Some places erected Remembrance Arches, these are rarer. This one is located in the Adelaide suburb of Brighton and has been restored. Originally for those who died in World War I, it has names from such recent conflicts as Iraq and Afghanistan.
About an hour through the Adelaide Hills and you come to the farming town of Strathalbyn, it was a fairly prosperous town so their memorial reflects that. There's still a soldier, but the memorial is more substantial with brass reliefs around it. The town had its commemorations on Monday and there are various wreaths from that ceremony.
Last year was the 100th anniversary of the ANZACs landing in Turkey and it seems the Strathalbyn council set about establishing a permanent memorial, this hedging is on the river bank just below the war memorial.
The Goolwa memorial, again is a soldier, this memorial has red poppies around it. Poppies tend to be the symbol for Remembrance Day which is in November, the day the Armistice was signed (11th hour, 11th day, 11th month) but they are starting to be used for ANZAC Day as well. The ANZAC Day symbol that's worn is rosemary as in "Rosemary for remembrance" so people pin a sprig of rosemary on their lapel.
When I looked at the poppies closely I saw that they were knitted, it may have been a community project to make them.
Some small towns went with a memorial garden which is what Middleton has now. Middleton would have been a tiny place in the early 20th century and yet the community still lost young men. From the names on the plaque it seems as though there was 2 sets of brothers.
For "King and Country" was very much the rallying cry, for many young Australian men it was also the lure of adventure which saw them signing up to go fight. They thought that the war would be over in 3 months and they would be able to leave Australia, have an interesting adventure in some foreign lands and then return home. That was not the case for most of them. (The majority never returned and are buried in those foreign lands)

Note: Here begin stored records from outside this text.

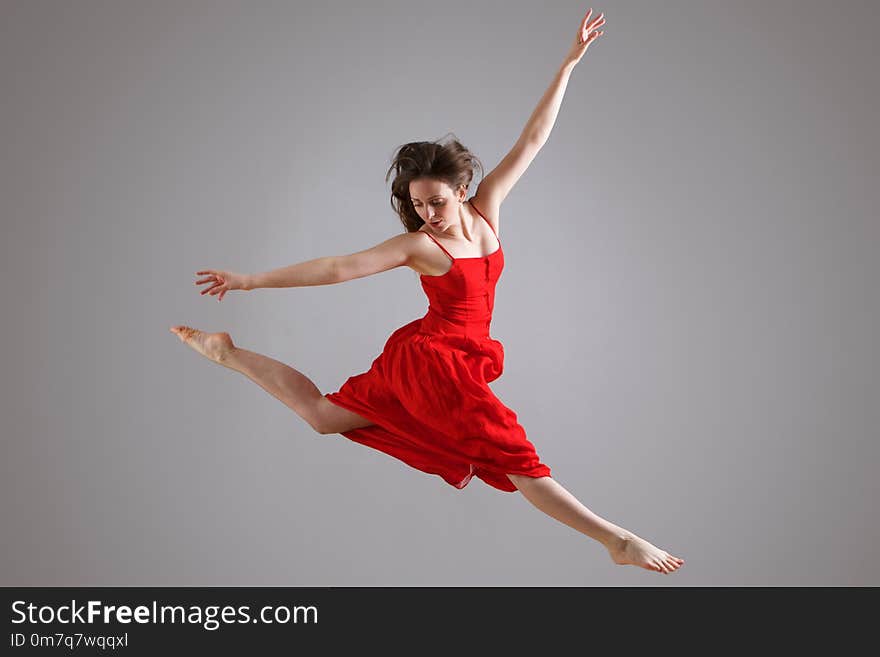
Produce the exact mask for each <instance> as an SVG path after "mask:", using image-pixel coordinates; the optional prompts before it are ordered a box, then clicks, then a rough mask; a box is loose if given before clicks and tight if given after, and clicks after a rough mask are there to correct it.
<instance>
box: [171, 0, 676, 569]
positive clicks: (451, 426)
mask: <svg viewBox="0 0 880 657" xmlns="http://www.w3.org/2000/svg"><path fill="white" fill-rule="evenodd" d="M591 15H592V10H590V11H589V12H587V15H586V16H585V17H584V19H583V20H582V21H581V23H580V26H579V29H578V31H577V35H576V37H575V40H574V43H572V45H571V48H570V50H569V52H568V53H567V55H566V57H565V59H564V61H563V65H562V67H561V68H560V70H559V72H558V73H557V75H556V77H555V78H554V80H553V82H552V83H551V85H550V88H549V89H548V90H547V91H546V92H545V94H544V96H543V97H542V98H541V101H540V102H539V104H538V106H537V108H536V109H535V111H534V113H533V114H532V116H531V117H530V118H529V121H528V123H527V125H526V127H525V129H524V130H523V132H522V134H521V136H520V138H519V139H518V141H517V142H516V144H515V145H514V147H513V149H512V150H511V151H510V152H509V153H508V154H507V155H506V156H505V157H504V159H503V160H502V161H501V162H500V164H499V165H498V166H497V167H496V168H495V169H494V170H493V171H492V172H490V173H489V174H488V175H487V176H485V177H484V178H483V179H482V181H481V182H480V185H479V187H478V189H477V192H476V194H475V195H474V196H473V197H471V198H470V199H467V201H465V199H466V197H467V190H468V188H469V186H470V183H471V180H472V177H473V171H474V168H475V164H476V163H478V160H477V158H476V157H475V156H474V155H473V154H472V153H471V152H470V151H468V150H467V149H466V148H465V147H464V146H462V144H461V143H459V142H458V140H457V139H454V140H452V141H451V142H450V143H447V144H443V143H440V142H413V143H408V144H405V145H403V146H401V147H400V148H399V149H398V150H397V152H396V154H395V157H394V161H393V164H392V166H391V168H390V169H389V171H388V175H389V176H390V175H391V172H392V170H393V171H394V172H395V177H394V179H393V182H392V207H393V208H394V209H395V211H396V212H397V214H398V216H399V217H400V220H401V222H402V223H403V225H404V227H405V229H406V232H404V233H403V234H401V235H397V236H395V237H392V238H391V239H388V240H386V241H384V242H382V243H381V244H378V245H377V246H374V247H373V248H370V249H367V250H365V251H360V252H358V253H352V254H350V255H345V256H331V257H323V258H317V259H315V260H309V261H306V262H302V263H298V264H295V265H291V266H289V267H283V268H281V269H276V270H273V271H269V272H266V273H262V274H253V275H245V274H238V273H235V272H231V271H221V270H214V269H206V270H202V271H198V272H196V275H197V276H204V278H202V279H200V280H197V281H196V285H205V284H207V287H205V288H203V289H202V290H201V294H206V293H207V294H209V295H212V296H214V295H216V296H217V300H218V301H220V300H222V299H223V297H224V296H225V295H226V293H227V292H229V291H230V290H254V289H257V288H278V287H300V286H306V285H329V284H334V283H342V282H344V281H348V280H351V279H354V278H362V277H364V276H369V275H372V274H377V273H379V272H383V271H387V270H389V269H392V268H394V267H399V266H401V265H406V266H408V267H410V268H412V269H414V270H415V271H416V272H418V273H419V274H420V281H421V285H422V288H423V290H424V291H425V294H426V295H427V297H428V301H429V307H428V311H427V314H426V315H425V316H424V317H421V318H419V319H416V320H414V321H412V322H410V323H409V324H406V325H405V326H403V327H401V328H399V329H397V330H396V331H395V332H394V333H392V334H391V336H390V337H389V338H388V340H387V342H386V343H385V346H384V347H383V350H382V353H381V354H379V356H378V357H377V358H376V359H375V360H374V361H373V363H372V365H371V367H370V369H369V370H368V371H366V372H364V373H362V374H358V375H356V376H352V377H349V378H348V380H347V381H345V383H344V384H343V385H342V387H341V388H340V389H339V391H338V392H332V393H327V394H321V391H320V390H319V389H318V388H317V387H316V386H315V384H314V383H312V381H311V380H309V379H308V378H307V377H306V376H304V375H303V374H302V373H300V372H298V371H297V370H295V369H293V368H292V367H290V366H288V365H285V364H284V363H281V362H278V361H277V360H274V359H272V358H269V357H267V356H264V355H262V354H258V353H255V352H253V351H248V350H247V349H242V348H241V347H237V346H235V345H234V344H233V342H232V339H231V338H230V336H229V334H228V333H205V332H203V331H199V330H197V329H193V328H190V327H188V326H174V327H172V328H171V331H172V332H174V333H175V334H176V335H177V336H178V337H179V338H180V339H181V340H182V341H183V342H185V343H186V344H187V345H189V346H190V347H192V348H193V349H195V350H196V351H197V352H198V353H200V354H202V355H203V356H206V357H207V358H209V359H210V360H212V361H214V362H216V363H218V364H220V365H223V366H224V367H228V368H230V369H232V370H235V371H237V372H240V373H242V374H244V375H245V376H247V377H248V378H250V379H251V380H252V381H254V382H256V383H257V384H259V385H260V386H261V387H263V388H264V389H265V390H266V391H268V392H269V393H271V394H272V395H274V396H275V397H277V398H278V399H280V400H281V401H282V402H284V403H285V404H286V405H287V406H289V407H290V408H292V409H293V410H294V411H295V412H296V413H297V414H298V415H299V416H300V417H302V418H303V419H304V420H305V421H306V422H308V423H309V425H311V427H312V428H313V429H314V430H315V431H317V432H318V433H320V434H337V433H338V434H342V435H343V436H345V437H347V438H349V439H350V440H352V441H355V442H358V443H361V444H363V445H367V446H369V447H372V448H374V449H377V450H380V451H382V452H384V453H386V454H388V455H390V456H393V457H395V458H397V459H399V460H401V461H403V462H404V463H406V464H408V465H410V466H412V467H414V468H417V469H418V470H421V471H423V472H427V473H430V474H436V475H439V476H440V477H442V478H443V480H444V481H446V482H447V483H449V484H450V485H452V486H455V487H456V488H464V487H465V486H466V485H467V484H468V482H469V481H470V480H471V478H473V477H475V476H476V477H478V478H479V479H481V480H483V481H484V482H485V483H487V484H488V485H490V486H493V487H495V488H497V489H499V490H502V491H508V492H515V491H517V490H518V491H520V492H521V493H522V494H523V495H524V496H525V497H526V499H528V500H529V502H531V503H532V504H533V505H534V506H536V507H537V508H538V509H540V510H541V511H543V512H544V513H546V514H547V515H549V516H551V517H553V518H555V519H556V520H559V521H560V522H563V523H565V524H566V525H568V526H570V527H572V528H574V529H576V530H577V531H579V532H582V533H583V534H586V535H587V536H590V537H591V538H594V539H595V540H597V541H599V542H600V543H601V544H602V545H604V546H605V548H606V549H607V550H608V552H609V554H610V555H611V558H612V560H613V561H614V562H615V563H618V564H632V565H636V566H640V567H642V568H645V569H648V570H654V571H657V572H661V573H666V574H668V573H671V572H674V571H675V570H677V569H678V568H680V567H681V565H682V564H683V563H684V561H683V560H682V559H680V558H678V557H676V556H673V555H671V554H669V553H668V552H666V551H664V550H661V549H659V548H657V547H655V546H654V545H652V544H651V543H649V542H648V541H646V540H644V539H642V538H640V537H639V536H637V535H635V534H633V533H632V532H630V531H628V530H626V529H623V528H622V527H619V526H617V525H615V524H613V523H611V522H609V521H607V520H605V519H604V518H601V517H599V516H598V515H596V514H595V513H593V512H592V511H590V510H589V509H588V508H586V507H585V506H584V505H583V504H581V503H580V502H579V501H578V500H577V499H576V498H575V497H574V496H573V495H572V494H571V493H569V492H568V491H567V490H566V489H565V488H563V487H562V486H561V485H560V484H559V483H557V482H556V481H555V480H554V479H553V478H552V477H551V476H550V468H549V467H547V466H546V465H545V464H543V463H542V462H541V460H540V458H539V457H538V455H537V453H536V451H535V447H534V445H533V444H532V443H531V442H530V441H529V440H528V438H527V437H526V433H525V430H524V429H523V427H522V426H521V425H520V424H519V423H518V422H517V417H516V414H515V413H514V412H513V411H512V410H511V409H509V408H508V407H506V406H505V405H504V404H503V403H502V402H501V401H500V400H499V399H498V398H497V397H496V396H495V394H494V393H493V392H492V390H491V389H490V388H489V386H488V384H489V383H490V382H492V381H494V380H495V379H497V378H498V377H499V376H500V375H501V372H502V370H503V368H504V348H503V346H502V344H501V343H500V342H499V341H497V340H495V339H494V338H492V337H490V335H489V327H490V322H491V319H492V311H493V309H494V305H495V284H496V283H497V282H498V279H499V277H500V276H501V271H502V269H503V268H504V252H503V250H502V248H501V240H500V239H499V236H498V234H499V222H500V209H501V203H502V201H503V200H504V199H505V197H506V196H507V195H508V193H509V192H510V190H511V188H512V187H513V185H514V183H516V181H517V180H518V179H519V178H520V176H522V174H523V172H524V171H525V170H526V168H527V167H528V165H529V164H530V163H531V161H532V160H533V159H534V157H535V155H537V153H538V151H539V150H540V149H541V147H542V146H543V145H544V143H545V142H546V141H547V138H548V137H549V134H550V130H551V129H552V127H553V124H554V122H555V121H556V115H557V113H558V111H559V107H560V105H561V103H562V97H563V95H564V93H565V88H566V86H567V84H568V79H569V76H570V75H571V71H572V70H573V68H574V67H575V65H576V64H577V63H578V62H579V61H580V59H581V57H583V55H584V53H585V52H586V50H587V48H588V47H589V45H590V44H591V43H592V42H593V41H595V40H596V39H597V38H598V37H599V36H601V35H602V34H603V31H601V30H597V29H596V28H598V27H601V26H602V25H603V24H604V23H605V20H604V18H603V15H602V14H599V15H598V16H597V17H596V18H593V19H592V20H591V18H590V17H591ZM386 180H387V177H386ZM438 247H439V248H438Z"/></svg>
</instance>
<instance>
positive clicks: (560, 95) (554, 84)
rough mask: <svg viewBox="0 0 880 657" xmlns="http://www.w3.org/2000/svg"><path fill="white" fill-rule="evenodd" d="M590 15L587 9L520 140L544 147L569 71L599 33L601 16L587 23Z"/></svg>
mask: <svg viewBox="0 0 880 657" xmlns="http://www.w3.org/2000/svg"><path fill="white" fill-rule="evenodd" d="M592 13H593V10H592V9H590V11H588V12H587V15H586V16H585V17H584V20H583V21H581V25H580V29H579V30H578V34H577V35H576V36H575V40H574V43H572V45H571V48H570V49H569V51H568V53H567V54H566V55H565V60H564V61H563V62H562V66H561V67H560V68H559V70H558V71H557V73H556V76H555V77H554V78H553V81H552V82H551V83H550V87H549V88H548V89H547V91H545V92H544V95H543V96H542V97H541V100H540V101H539V102H538V106H537V107H536V108H535V111H534V112H532V115H531V116H530V117H529V120H528V122H527V123H526V127H525V128H524V129H523V132H522V136H521V137H520V140H524V141H526V142H530V143H538V144H544V142H546V141H547V139H548V138H549V137H550V131H551V130H552V129H553V124H554V123H556V116H557V115H558V114H559V107H560V106H561V105H562V97H563V96H564V95H565V89H566V87H567V86H568V79H569V77H570V76H571V72H572V70H574V67H575V66H576V65H577V63H578V62H579V61H580V60H581V57H583V56H584V53H585V52H586V51H587V48H589V46H590V44H591V43H592V42H593V41H594V40H595V39H596V38H597V37H598V36H601V35H602V34H603V31H602V30H598V31H597V30H596V28H597V27H600V26H602V25H604V23H605V18H604V14H599V15H598V16H596V18H594V19H593V20H592V21H591V20H590V14H592Z"/></svg>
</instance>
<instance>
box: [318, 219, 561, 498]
mask: <svg viewBox="0 0 880 657" xmlns="http://www.w3.org/2000/svg"><path fill="white" fill-rule="evenodd" d="M471 206H472V207H473V204H471ZM474 209H475V210H476V208H474ZM477 212H478V213H479V210H477ZM479 214H480V216H483V215H482V213H479ZM483 219H485V217H483ZM486 223H489V222H488V220H486ZM491 226H492V224H489V227H490V228H491ZM493 232H494V229H493ZM425 234H426V235H428V237H430V238H431V239H432V240H434V238H433V237H432V236H431V235H430V234H428V233H425ZM495 237H496V239H497V237H498V236H497V235H496V236H495ZM434 242H436V243H437V246H439V247H440V248H441V249H443V251H444V252H445V253H446V255H448V256H449V257H450V258H451V259H452V267H451V268H450V270H449V271H448V272H446V273H445V274H443V275H441V276H426V275H422V276H421V283H422V289H423V290H424V291H425V294H426V295H427V297H428V301H429V306H428V312H427V314H426V315H425V316H424V317H421V318H419V319H416V320H414V321H412V322H410V323H409V324H406V325H405V326H402V327H400V328H399V329H397V330H396V331H394V333H392V334H391V336H390V337H389V338H388V340H387V341H386V343H385V346H384V347H383V348H382V353H380V354H379V356H378V357H377V358H376V359H375V360H374V361H373V363H372V365H371V366H370V369H369V370H368V371H366V372H364V373H362V374H357V375H355V376H352V377H349V379H348V380H347V381H345V383H344V384H343V385H342V387H341V388H340V389H339V391H338V392H330V393H327V394H325V395H324V397H326V398H327V399H329V400H330V401H331V402H333V403H334V404H337V405H338V406H341V407H342V408H346V409H348V410H350V411H353V412H355V413H357V414H358V415H361V416H363V417H365V418H366V419H368V420H370V421H371V422H373V423H374V424H372V425H370V426H367V427H362V428H359V429H352V430H351V431H344V432H342V435H343V436H345V437H346V438H348V439H349V440H353V441H354V442H358V443H361V444H363V445H366V446H368V447H372V448H373V449H376V450H379V451H381V452H384V453H386V454H388V455H390V456H393V457H395V458H397V459H399V460H401V461H403V462H404V463H406V464H407V465H409V466H411V467H413V468H416V469H418V470H421V471H423V472H427V473H430V474H436V475H439V476H440V477H442V478H443V480H444V481H446V482H447V483H448V484H450V485H452V486H455V487H456V488H464V487H465V486H467V484H468V482H469V481H470V480H471V479H472V478H473V477H474V476H476V477H478V478H480V479H482V480H483V481H484V482H486V483H487V484H489V485H490V486H494V487H495V488H498V489H499V490H503V491H507V492H514V491H516V490H517V488H516V486H514V485H513V483H512V482H511V481H510V479H509V478H508V477H507V475H508V474H520V475H527V476H530V477H546V476H550V468H549V467H547V466H546V465H544V464H543V463H541V460H540V458H539V457H538V455H537V453H536V452H535V447H534V445H533V444H532V443H531V442H530V441H529V440H528V438H527V437H526V432H525V430H524V429H523V427H522V426H521V425H520V424H519V422H518V421H517V418H516V413H514V412H513V411H512V410H511V409H509V408H508V407H507V406H505V405H504V404H503V403H502V402H501V401H500V400H499V399H498V397H496V396H495V394H494V393H493V392H492V390H491V389H490V388H489V385H488V384H489V383H491V382H492V381H494V380H495V379H497V378H498V377H499V376H501V373H502V371H503V370H504V346H503V345H502V344H501V342H499V341H498V340H495V339H493V338H492V337H490V336H489V327H490V324H491V321H492V310H493V309H494V306H495V284H496V283H497V282H498V279H499V278H500V276H501V271H502V269H503V268H504V252H503V251H502V249H501V241H500V240H498V248H497V249H496V250H495V251H494V252H492V253H490V254H489V255H487V256H483V257H475V258H454V257H453V256H452V255H451V254H450V253H449V252H448V251H446V249H444V248H443V246H442V245H441V244H440V243H439V242H437V240H434Z"/></svg>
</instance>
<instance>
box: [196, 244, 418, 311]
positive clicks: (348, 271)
mask: <svg viewBox="0 0 880 657" xmlns="http://www.w3.org/2000/svg"><path fill="white" fill-rule="evenodd" d="M419 244H424V243H423V242H422V241H421V239H420V238H418V237H416V236H415V235H413V234H412V233H404V234H402V235H395V236H394V237H392V238H390V239H387V240H385V241H384V242H382V243H381V244H377V245H376V246H374V247H372V248H369V249H366V250H364V251H358V252H357V253H351V254H349V255H343V256H322V257H320V258H315V259H314V260H306V261H305V262H298V263H296V264H295V265H288V266H287V267H280V268H278V269H273V270H271V271H267V272H263V273H261V274H237V273H235V272H232V271H221V270H219V269H203V270H201V271H198V272H196V274H197V275H204V276H205V278H203V279H201V280H199V281H196V285H203V284H205V283H207V284H209V285H208V287H206V288H204V289H203V290H202V291H201V294H209V295H211V296H216V297H217V301H220V300H221V299H222V298H223V297H224V295H225V294H226V293H227V292H228V291H229V290H256V289H258V288H261V287H304V286H307V285H332V284H334V283H344V282H345V281H350V280H351V279H353V278H362V277H364V276H370V275H372V274H378V273H379V272H383V271H388V270H389V269H393V268H394V267H400V266H401V265H406V264H409V262H410V260H411V259H412V256H413V254H414V253H415V252H416V251H417V249H418V245H419Z"/></svg>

It was thought as the World War I generation aged and died that commemorations for fallen soldiers would fade away, but that hasn't happened at all. Infact the numbers of people attending the commemorations have increased, the Port Elliot memorial has the original 1920s very simple memorial (reflective perhaps that that there wasn't much spare money in the community as it an obelix shape, next to it is a more recent memorial to all service personnel, army, navy and airforce.
The Soldiers Memorial Gardens in Victor Harbor, the smaller cross commemorates Australians who fought in the Battle of Long Tan in the Vietnam War, it's replica of the cross they erected there. The bigger cross is for this who died in World War II, members of the local community who died in World War I are listed at the entrance on a separate monument, which is very new so a restoration of what had originally been placed there I think.